Knowledge Management for Global Health

Anne Ballard Sara

CCP | Program Officer II
Participants at a knowledge-sharing meeting

Participants at a knowledge-sharing meeting talk to each other about their experiences working on district-level advocacy with the Improving Contraceptive Method Mix (ICMM) and the Advance Family Planning (AFP) projects in Indonesia. © 2014 Sarah V. Harlan/CCP, Courtesy of Photoshare

Whether it’s a soccer game or a board game, you’re much more invested in the outcome if you’re part of the game. It’s the same for global health projects, where the inclusion of community stakeholders leads to greater engagement and contributes to the overall success of interventions.

Participatory approaches are used to work with community members and key stakeholders. By using a bottom-up approach, participatory methods create a collaborative environment where knowledge can be captured and exchanged among those who have a stake in the program or intervention. Working with and engaging community members and key stakeholders, such as local governments, community leaders, and NGOs, throughout the life of the project helps build community ownership, empowers communities, and facilitates sustainability.

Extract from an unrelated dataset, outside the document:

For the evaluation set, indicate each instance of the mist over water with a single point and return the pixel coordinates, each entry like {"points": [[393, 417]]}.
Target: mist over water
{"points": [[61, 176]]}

Knowledge is essential to improve the quality of health services, yet knowledge alone is often not enough to change behaviors. Knowledge needs to be collected, synthesized, and shared in a way that is accessible and usable to targeted audiences. Knowledge management includes participatory approaches as it encourages interaction between key stakeholders and creates an environment for knowledge capture and exchange. Participatory approaches provide a unique avenue to share tacit knowledge, which is intangible knowledge that is often learned from personal experience.

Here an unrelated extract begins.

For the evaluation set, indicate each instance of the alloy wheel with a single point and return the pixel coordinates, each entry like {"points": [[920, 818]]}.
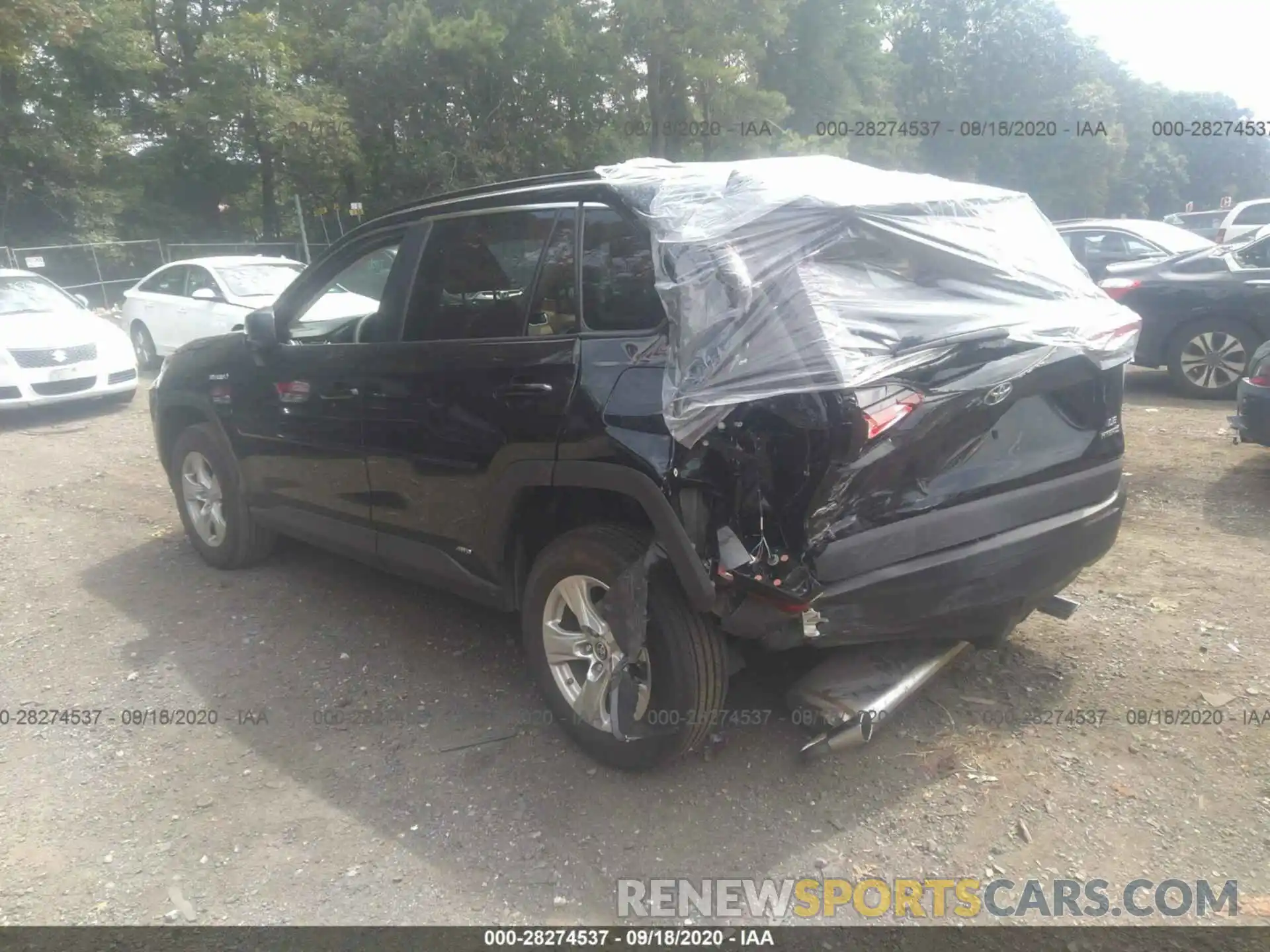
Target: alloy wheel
{"points": [[201, 492], [582, 653], [142, 348], [1213, 360]]}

Participatory approaches can be used before, during and after an intervention. Net-mapping, peer assists, knowledge exchange forums, and after-action reviews are all examples of participatory approaches.

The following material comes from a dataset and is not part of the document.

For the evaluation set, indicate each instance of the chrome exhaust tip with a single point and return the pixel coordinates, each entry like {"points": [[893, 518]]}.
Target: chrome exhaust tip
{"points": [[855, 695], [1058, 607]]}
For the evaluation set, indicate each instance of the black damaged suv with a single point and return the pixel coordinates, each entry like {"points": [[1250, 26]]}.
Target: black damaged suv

  • Net-mapping can be used prior to the implementation of a project or intervention. It is an interactive tool to help participants visualize, discuss, understand, and improve situations that are influenced by varying stakeholders. During a net-map session, participants create a map that lays out who the actors are, how they interact with one another, and their perception of the amount of influence each actor has. Net-mapping helps those involved understand the situation and discuss possible ways forward.
  • Peer assists are a useful way to help a group learn from one another to guide implementation. In a peer assist, a group comes together to give advice or explore possible solutions to a specific issue. It is a way for those more experienced to share their knowledge.
  • Knowledge cafes, or world cafes, provide small group settings to share experiences, problem-solve, and plan for next steps. At a knowledge cafe, participants move from table to table, building upon the discussion.
  • After-action reviews are often used at the end of a project to discuss key lessons learned and how they can be used to guide future projects. During an after-action review, the group meets to discuss the initial goal of the project, how the project went, lessons learned, and future steps.

Working as a team with community members and key stakeholders throughout the life of the project helps nurture interest in seeing the project succeed with lasting effects. Using participatory approaches in global health and knowledge management projects is important for ensuring that community members are involved in designing and implementing initiatives that affect them.